Swartbooi unrepentant about conduct in National Assembly

Unrepentant about conduct in National Assembly

26 July 2021 | Politics


Landless People’s Movement (LPM) leader Bernadus Swartbooi remains unrepentant about his party’s conduct in parliament, saying it is a vibrant institution where “some tolerance for some improper conduct” must exist.

LPM is often the target of stark criticism over its alleged improper conduct, however the party maintains its conducts is within the law.

Swartbooi claims the parliamentary recording system is rigged in such a way that it is geared towards recording LPM MPs, but does not record the conduct of Swapo party members.

He said this in his court papers that are currently subject to the Supreme Court appeal in which the National Assembly is fighting to fend off a Supreme Court appeal into its decision to withdraw the LPM lawmakers indefinitely.

“The Speaker can act only on account of grossly improper conduct of a member.
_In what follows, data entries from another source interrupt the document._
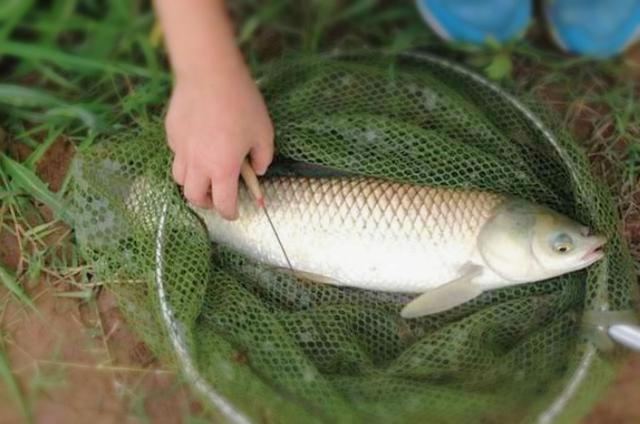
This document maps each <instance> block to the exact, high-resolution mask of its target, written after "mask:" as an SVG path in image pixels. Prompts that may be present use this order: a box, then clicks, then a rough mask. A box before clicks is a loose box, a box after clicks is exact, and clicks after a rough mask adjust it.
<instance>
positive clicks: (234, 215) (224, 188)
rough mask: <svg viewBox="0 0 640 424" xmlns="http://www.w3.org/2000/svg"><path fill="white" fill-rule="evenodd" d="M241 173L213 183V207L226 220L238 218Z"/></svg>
mask: <svg viewBox="0 0 640 424" xmlns="http://www.w3.org/2000/svg"><path fill="white" fill-rule="evenodd" d="M239 176H240V171H239V170H238V171H236V172H235V173H232V174H227V175H226V176H225V177H224V178H218V179H216V180H213V181H212V186H211V193H212V197H213V199H214V200H213V207H214V208H215V209H216V210H217V211H218V213H219V214H220V215H221V216H222V217H223V218H225V219H231V220H233V219H236V218H238V206H237V200H238V178H239Z"/></svg>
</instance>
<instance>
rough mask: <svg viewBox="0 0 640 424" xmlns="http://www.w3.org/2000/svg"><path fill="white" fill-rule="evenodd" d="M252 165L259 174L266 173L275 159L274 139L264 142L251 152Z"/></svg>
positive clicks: (255, 146)
mask: <svg viewBox="0 0 640 424" xmlns="http://www.w3.org/2000/svg"><path fill="white" fill-rule="evenodd" d="M250 156H251V167H252V168H253V170H254V171H255V173H256V174H258V175H264V173H265V172H267V168H268V167H269V165H270V164H271V161H272V160H273V141H272V140H269V141H267V142H262V143H259V144H258V145H256V146H255V147H254V148H253V149H251V152H250Z"/></svg>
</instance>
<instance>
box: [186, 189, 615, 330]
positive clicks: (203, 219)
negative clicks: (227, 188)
mask: <svg viewBox="0 0 640 424" xmlns="http://www.w3.org/2000/svg"><path fill="white" fill-rule="evenodd" d="M262 188H263V191H264V195H265V198H266V201H267V205H268V208H269V214H270V216H271V219H272V221H273V223H274V225H275V227H276V229H277V232H278V235H279V237H280V239H281V241H282V243H283V245H284V247H285V249H286V252H287V255H288V257H289V259H290V261H291V266H292V268H293V271H294V272H295V273H297V274H299V275H300V276H303V277H306V278H309V279H311V280H314V281H317V282H322V283H329V284H334V285H342V286H350V287H357V288H362V289H369V290H378V291H391V292H406V293H422V294H421V295H420V296H418V297H417V298H415V299H414V300H413V301H411V302H410V303H409V304H407V305H406V306H405V307H404V308H403V310H402V312H401V315H402V316H403V317H405V318H413V317H418V316H422V315H426V314H433V313H437V312H441V311H444V310H447V309H450V308H453V307H455V306H457V305H460V304H462V303H464V302H466V301H468V300H471V299H473V298H475V297H477V296H479V295H480V294H482V293H483V292H484V291H487V290H492V289H495V288H500V287H505V286H510V285H515V284H522V283H527V282H534V281H540V280H544V279H547V278H551V277H554V276H557V275H561V274H564V273H567V272H571V271H575V270H578V269H582V268H584V267H586V266H589V265H591V264H592V263H594V262H596V261H598V260H599V259H601V258H602V257H603V254H604V253H603V251H602V246H603V245H604V243H605V239H604V237H601V236H598V235H593V234H591V231H590V230H589V228H587V227H585V226H583V225H580V224H578V223H576V222H574V221H572V220H571V219H569V218H567V217H565V216H563V215H560V214H558V213H556V212H554V211H552V210H550V209H548V208H545V207H542V206H538V205H535V204H532V203H529V202H526V201H523V200H519V199H512V198H509V197H506V196H502V195H499V194H495V193H489V192H482V191H472V190H462V189H454V188H436V187H424V186H416V185H411V184H404V183H398V182H391V181H386V180H381V179H374V178H365V177H352V178H342V177H335V178H303V177H278V178H271V179H266V180H263V182H262ZM238 207H239V218H238V219H237V220H235V221H226V220H224V219H222V218H221V217H220V216H219V215H218V214H217V213H215V212H214V211H212V210H208V209H200V208H196V207H193V206H192V208H193V209H194V210H195V211H196V213H198V214H199V215H200V216H201V217H202V219H203V220H204V222H205V224H206V226H207V229H208V231H209V234H210V236H211V238H212V240H214V241H216V242H218V243H222V244H224V245H227V246H229V247H231V248H233V249H235V250H237V251H239V252H241V253H243V254H245V255H246V256H248V257H250V258H253V259H255V260H257V261H259V262H262V263H265V264H269V265H273V266H276V267H281V268H286V267H287V265H288V264H287V261H286V258H285V256H284V254H283V252H282V249H281V247H280V245H279V244H278V241H277V238H276V235H275V234H274V233H273V229H272V228H271V226H270V225H269V221H268V220H267V217H265V215H264V214H263V211H261V210H260V208H259V207H258V205H257V204H256V203H255V201H254V200H253V199H252V197H251V195H250V194H249V192H248V191H247V190H246V189H245V188H244V187H243V188H241V189H240V192H239V197H238Z"/></svg>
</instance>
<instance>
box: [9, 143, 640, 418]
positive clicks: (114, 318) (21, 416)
mask: <svg viewBox="0 0 640 424" xmlns="http://www.w3.org/2000/svg"><path fill="white" fill-rule="evenodd" d="M12 153H13V154H14V155H15V156H18V157H19V156H21V155H22V154H23V153H24V152H22V153H21V152H19V151H14V152H12ZM72 154H73V149H72V147H71V146H70V145H68V144H67V143H64V142H63V141H61V142H60V143H58V144H57V145H55V146H54V148H52V149H51V150H50V152H49V153H48V156H47V158H46V160H43V163H45V164H47V165H46V166H40V167H39V168H38V173H39V175H40V176H41V177H42V178H44V179H45V180H46V181H49V182H50V186H51V188H52V189H54V190H57V189H59V187H60V183H61V181H62V176H63V175H64V172H65V170H66V167H67V165H68V163H69V158H70V157H71V156H72ZM0 260H1V261H2V262H3V263H4V264H5V265H6V266H7V267H9V268H10V269H12V268H13V269H14V268H15V267H16V266H17V265H18V263H19V261H20V249H19V246H18V243H17V241H16V239H15V237H13V236H11V235H9V234H7V233H0ZM71 289H72V287H70V286H69V285H68V284H67V283H64V282H60V283H58V282H55V281H53V282H51V281H45V280H43V281H41V282H40V283H39V284H37V285H36V286H35V287H33V288H31V289H30V290H29V292H30V293H29V294H30V296H31V297H32V299H35V304H36V306H37V308H38V310H39V311H40V316H37V315H36V314H33V313H30V312H29V310H27V309H26V308H25V307H24V306H22V305H21V306H17V304H16V302H13V301H12V300H11V296H10V295H9V294H8V293H7V291H6V289H4V288H3V287H0V301H2V302H3V303H4V305H5V307H4V308H3V313H2V315H1V316H0V331H1V333H0V334H2V338H3V343H4V346H5V350H6V351H7V353H8V357H9V361H10V363H11V367H12V369H13V372H14V374H15V376H16V377H17V379H18V381H19V384H20V387H21V390H22V392H23V394H24V395H25V398H26V401H27V402H28V403H29V406H30V409H31V410H32V411H33V413H34V420H35V422H38V423H76V422H77V423H80V422H92V423H111V422H118V423H129V422H131V423H136V422H154V423H175V422H186V421H190V420H192V419H193V418H194V417H197V416H199V415H200V414H201V413H202V409H201V407H200V405H199V404H198V403H197V402H196V401H194V399H193V397H192V396H191V395H190V394H189V393H188V389H187V388H186V386H185V384H183V383H181V382H180V381H179V379H178V378H177V376H176V375H174V374H173V373H171V372H169V371H166V370H165V369H163V367H162V365H161V364H159V363H158V361H157V360H156V359H155V358H154V357H153V355H152V353H151V352H150V351H149V349H148V348H147V347H146V346H145V345H144V343H142V342H140V341H139V340H137V339H136V337H135V335H133V334H132V333H131V331H130V330H129V329H128V327H127V324H126V323H125V322H124V321H123V319H122V316H121V315H120V313H119V312H118V308H117V305H116V304H115V301H114V298H113V297H112V296H111V295H110V294H109V293H107V292H106V291H104V290H102V291H99V292H98V294H97V296H96V297H95V299H94V300H89V301H87V300H83V299H75V298H69V297H63V296H61V294H62V295H64V293H65V291H68V290H71ZM638 400H640V355H636V356H632V357H630V359H629V361H628V363H627V364H626V365H625V366H624V367H623V368H622V371H621V373H620V375H619V376H618V378H617V380H616V382H615V384H613V385H612V387H611V388H610V390H609V391H608V393H607V394H606V395H605V396H604V397H603V399H602V401H601V402H600V403H599V404H598V405H597V406H596V407H595V409H594V410H593V411H592V413H591V414H590V415H589V416H588V417H587V418H586V419H585V421H584V422H585V423H588V424H596V423H636V422H640V402H638ZM19 422H22V416H21V415H20V411H19V408H17V407H16V405H15V402H14V400H13V399H12V398H11V396H10V394H9V392H8V391H7V388H6V387H2V386H0V423H19Z"/></svg>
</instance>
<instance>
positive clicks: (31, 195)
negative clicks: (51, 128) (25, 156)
mask: <svg viewBox="0 0 640 424" xmlns="http://www.w3.org/2000/svg"><path fill="white" fill-rule="evenodd" d="M0 164H1V165H2V167H3V168H4V170H5V172H6V173H7V175H8V176H9V177H10V178H11V182H12V183H13V184H14V185H15V186H17V187H19V188H22V189H23V190H24V191H26V192H27V194H29V195H31V196H33V197H34V198H36V199H37V200H39V201H41V202H42V203H44V204H45V205H47V206H48V207H49V208H50V209H51V210H52V211H53V213H54V215H55V216H56V217H57V218H60V219H62V220H65V221H66V220H67V219H68V218H69V216H68V213H67V210H66V208H65V207H64V204H63V202H62V200H61V199H60V198H59V197H58V196H57V195H56V194H55V193H53V192H52V191H51V190H49V188H48V187H47V185H46V184H45V183H44V182H42V180H41V179H40V178H38V176H37V175H36V174H35V173H33V171H31V170H30V169H29V168H27V167H26V166H24V165H22V164H21V163H18V162H16V161H14V160H13V159H11V158H10V157H8V156H7V155H5V154H0Z"/></svg>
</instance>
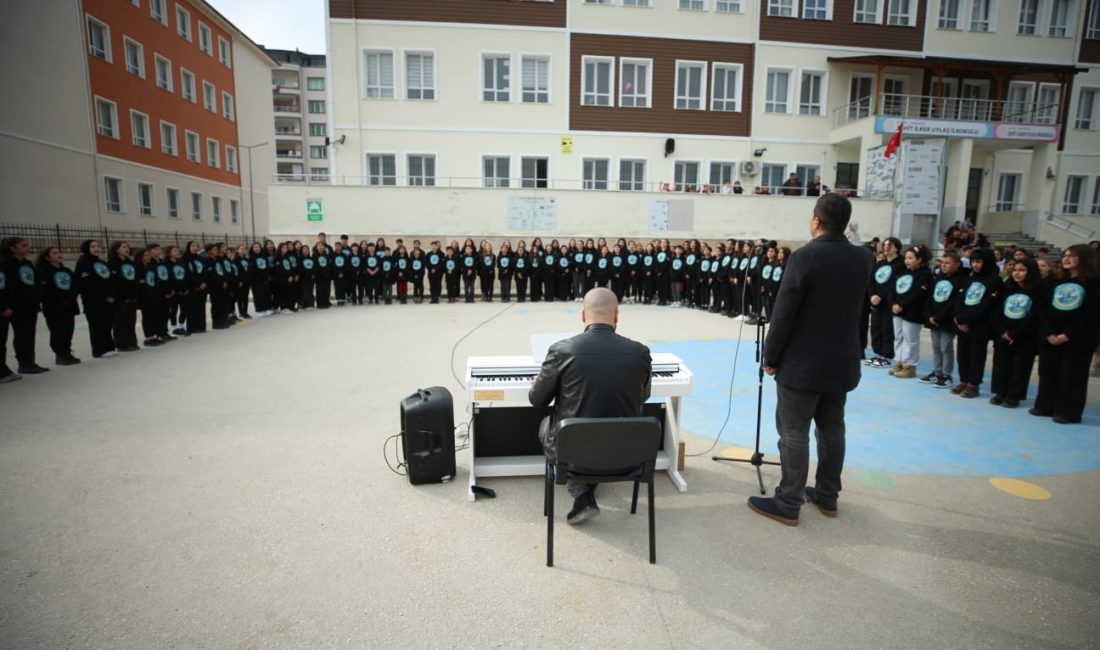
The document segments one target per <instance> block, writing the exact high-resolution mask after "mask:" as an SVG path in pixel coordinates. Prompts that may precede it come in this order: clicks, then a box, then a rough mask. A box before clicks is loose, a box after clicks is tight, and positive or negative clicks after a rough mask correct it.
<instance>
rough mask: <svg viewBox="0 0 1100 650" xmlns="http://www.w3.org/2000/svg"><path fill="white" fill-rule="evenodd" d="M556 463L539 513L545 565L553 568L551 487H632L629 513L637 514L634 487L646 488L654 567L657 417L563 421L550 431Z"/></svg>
mask: <svg viewBox="0 0 1100 650" xmlns="http://www.w3.org/2000/svg"><path fill="white" fill-rule="evenodd" d="M554 428H555V429H557V436H554V440H555V443H554V444H555V447H557V456H558V458H557V459H551V458H549V456H547V473H546V494H544V495H543V502H542V514H543V515H544V516H546V518H547V566H553V493H554V488H553V487H554V484H558V485H564V484H565V483H566V482H569V481H580V482H582V483H619V482H625V481H632V482H634V498H632V499H631V502H630V514H631V515H634V514H635V513H637V510H638V485H639V484H640V483H645V484H646V485H647V486H648V489H649V563H650V564H656V563H657V536H656V532H654V521H653V470H654V469H656V467H657V451H658V448H659V447H660V444H661V436H662V432H661V426H660V423H659V422H658V421H657V418H651V417H650V418H566V419H564V420H562V421H560V422H558V423H557V425H555V427H554Z"/></svg>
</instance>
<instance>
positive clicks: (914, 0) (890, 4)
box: [887, 0, 916, 27]
mask: <svg viewBox="0 0 1100 650" xmlns="http://www.w3.org/2000/svg"><path fill="white" fill-rule="evenodd" d="M915 4H916V0H890V11H889V12H888V13H887V24H888V25H895V26H900V27H911V26H913V25H914V24H916V15H915V13H914V10H915V9H916V7H915Z"/></svg>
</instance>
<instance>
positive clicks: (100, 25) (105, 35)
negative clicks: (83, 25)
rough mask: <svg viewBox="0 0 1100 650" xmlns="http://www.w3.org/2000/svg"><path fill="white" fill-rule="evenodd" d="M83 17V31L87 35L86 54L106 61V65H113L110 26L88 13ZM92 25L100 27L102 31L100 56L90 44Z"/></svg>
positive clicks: (92, 45)
mask: <svg viewBox="0 0 1100 650" xmlns="http://www.w3.org/2000/svg"><path fill="white" fill-rule="evenodd" d="M84 15H85V30H86V31H87V35H88V54H90V55H91V56H95V57H96V58H101V59H103V60H106V62H107V63H114V54H113V52H111V27H110V25H108V24H107V23H105V22H103V21H101V20H99V19H98V18H96V16H94V15H91V14H90V13H86V14H84ZM92 24H95V25H96V26H97V27H100V29H101V30H102V31H103V32H102V33H103V49H102V56H100V54H99V51H98V49H96V48H95V47H94V44H92V41H91V27H92Z"/></svg>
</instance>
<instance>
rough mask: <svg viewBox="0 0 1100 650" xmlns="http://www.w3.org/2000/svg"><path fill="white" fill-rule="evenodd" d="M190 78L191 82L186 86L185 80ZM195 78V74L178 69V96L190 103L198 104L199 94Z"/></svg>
mask: <svg viewBox="0 0 1100 650" xmlns="http://www.w3.org/2000/svg"><path fill="white" fill-rule="evenodd" d="M188 78H190V80H191V82H190V84H188V82H187V79H188ZM196 82H197V78H196V77H195V73H193V71H190V70H189V69H187V68H185V67H183V66H180V67H179V96H180V97H183V98H184V99H186V100H187V101H190V102H191V103H198V101H199V93H198V89H197V87H196Z"/></svg>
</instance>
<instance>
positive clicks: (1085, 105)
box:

This necessarily entails that there should be some tolerance for some improper conduct, which could include things like a staged walkout from parliament,” he said.

Swartbooi accused the Speaker, Peter Katjavivi, of conducting parliamentary proceedings in a biased manner “to favour his Swapo party members”.

He said they had in the past complained about how the cameras in parliament are turned and focused on LPM members, even when chaos and disruptions emanate from Swapo members.

Swartbooi claims Katjavivi never reprimands Swapo members.

With Katjavivi having indicated in his court papers that he was approached by various MPs who claim they fear for their safety if Swartbooi and Seibeb are allowed to come to Parliament before the disciplinary proceedings, the LPM leader said he poses no threat or danger to his fellow lawmakers.

‘Ugly scenes’

The Speaker, who claims the conduct of the two MPs amounted to a criminal act, said he never witnessed ‘ugly scenes’ in the National Assembly until the arrival of Swartbooi and Seibeb.

According to Swartbooi, any investigation concerning their alleged conduct has to be done by organs of the National Assembly.

“No court has jurisdiction to pronounce itself on the merits and demerits of such an investigation at least until such an organ has completed its work and there is perhaps a challenge to its outcomes by an aggrieved person.

In other words, at this stage of the proceedings, it would be highly inappropriate for this court to comment on our alleged conduct, as such conduct is subject to parliamentary proceedings. Only parliament has jurisdiction to do so,” he said.